Hippocampal BDNF, NGF and NT-3 protein expression was assessed by western blot detection of hippocampal tissues. As shown in Fig 1H, i.c.v. administration of Aβ1–42 suppressed the production of BDNF by 0.43±0.09-fold compared with the sham control group (P < 0.0001). In contrast, NGF and NT-3 immunoreactivities were not changed in the hippocampus in the Aβ1–42 group (P = 0.4363 and P = 0.5658, respectively).

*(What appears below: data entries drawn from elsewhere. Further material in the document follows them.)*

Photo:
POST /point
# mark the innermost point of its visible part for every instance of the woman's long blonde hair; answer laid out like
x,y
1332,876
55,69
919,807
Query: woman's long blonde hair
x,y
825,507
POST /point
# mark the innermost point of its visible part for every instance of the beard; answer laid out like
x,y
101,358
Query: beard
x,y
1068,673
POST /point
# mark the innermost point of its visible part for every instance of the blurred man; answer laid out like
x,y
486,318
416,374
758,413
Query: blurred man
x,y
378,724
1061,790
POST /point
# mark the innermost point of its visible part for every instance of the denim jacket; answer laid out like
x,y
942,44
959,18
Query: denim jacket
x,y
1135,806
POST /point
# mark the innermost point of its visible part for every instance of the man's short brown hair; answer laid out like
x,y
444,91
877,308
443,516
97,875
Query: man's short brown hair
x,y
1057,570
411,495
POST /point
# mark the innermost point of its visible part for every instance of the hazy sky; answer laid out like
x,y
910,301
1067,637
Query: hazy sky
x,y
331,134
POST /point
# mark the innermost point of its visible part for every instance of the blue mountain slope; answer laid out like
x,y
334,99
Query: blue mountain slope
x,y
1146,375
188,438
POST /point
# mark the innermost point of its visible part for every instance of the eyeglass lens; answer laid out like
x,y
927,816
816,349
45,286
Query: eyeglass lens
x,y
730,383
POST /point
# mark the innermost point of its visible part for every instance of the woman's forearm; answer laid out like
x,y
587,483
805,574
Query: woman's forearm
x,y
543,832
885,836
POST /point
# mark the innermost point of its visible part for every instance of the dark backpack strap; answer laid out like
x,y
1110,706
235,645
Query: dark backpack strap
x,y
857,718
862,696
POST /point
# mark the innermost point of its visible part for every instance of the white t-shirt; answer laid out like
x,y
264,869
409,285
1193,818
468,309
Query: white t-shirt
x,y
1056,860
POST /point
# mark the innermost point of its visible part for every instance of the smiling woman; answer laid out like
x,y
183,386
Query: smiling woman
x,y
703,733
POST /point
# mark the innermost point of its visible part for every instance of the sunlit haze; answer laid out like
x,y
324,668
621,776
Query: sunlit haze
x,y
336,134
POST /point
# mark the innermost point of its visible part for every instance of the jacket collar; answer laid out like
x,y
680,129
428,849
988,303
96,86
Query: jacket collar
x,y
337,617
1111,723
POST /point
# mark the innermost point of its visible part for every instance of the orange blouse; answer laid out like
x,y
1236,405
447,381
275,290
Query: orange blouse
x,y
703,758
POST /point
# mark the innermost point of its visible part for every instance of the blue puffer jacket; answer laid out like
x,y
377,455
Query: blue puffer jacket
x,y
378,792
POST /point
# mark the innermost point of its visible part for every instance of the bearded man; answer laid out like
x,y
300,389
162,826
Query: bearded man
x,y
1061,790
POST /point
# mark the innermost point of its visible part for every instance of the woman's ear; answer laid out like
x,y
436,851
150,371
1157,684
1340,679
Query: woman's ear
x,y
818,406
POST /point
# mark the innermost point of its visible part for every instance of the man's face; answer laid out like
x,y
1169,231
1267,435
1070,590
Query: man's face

Administration of BDNF into the hippocampus improves cognitive function in an Aβ1-42-treated rat model of Alzheimer's disease
BDNF (0.05, 0.25 and 1.0 μg/side), NGF (0.25 μg/side), NT-3 (0.25 μg/side) or saline (n = 8/group) were injected bilaterally into the hippocampus 30 min before the water-maze training. The representative swimming tracks of rats with different drug treatments after 5 days of water-maze training are shown in Fig 2A. A two-way ANOVA revealed significant effects of intra-hippocampal drug treatments on escape latency [Ftreatment (6, 245) = 11.65, P< 0.0001] (Fig 2B). As expected, the Aβ1–42 + saline-treated rats showed a significant delayed escape latency after 5 days of water-maze training compared with the sham controls (P < 0.01). The NT-3- and NGF-treated rats also showed significantly longer escape latencies than those in the sham group (both P < 0.05). However, no difference was found between the Aβ1–42 + BDNF (0.25 and 1.0 μg)-treated rats and the sham rats (P = 0.8766 and 0.6335, respectively). Neither the training [Ftraining(4, 245) = 0.0561, P = 0.9942] nor the treatments [Ftreatment (6, 245) = 0.3094, P = 0.8714] have significant effects on the swimming speed of rats, indicating that those rats do not exhibit any locomotor deficits (Fig 2C). In the probe task, an intra-hippocampus injection of 0.25 and 1.0 μg BDNF and 0.25 μg NT-3 significantly ameliorated the Aβ1-42-induced decreases in both time spent in the right quadrant (Fig 2D) and attempts for searching the platform (Fig 2E). Moreover, a significant difference in the time spent in the right quadrant was found between Aβ1–42 + (0.25 μg) BDNF and Aβ1–42 + saline-treated rats. There were also significant elevations in BDNF (0.25 and 1.0 μg)-treated rats (both P < 0.05) when compared with the Aβ1–42 + saline group. No obvious difference was found in the non-target quadrants between different groups in rats (S1B Fig). No difference in the total distance was observed in the open field test [F(4, 35) = 0.5354, P = 0.7106] (Fig 2F).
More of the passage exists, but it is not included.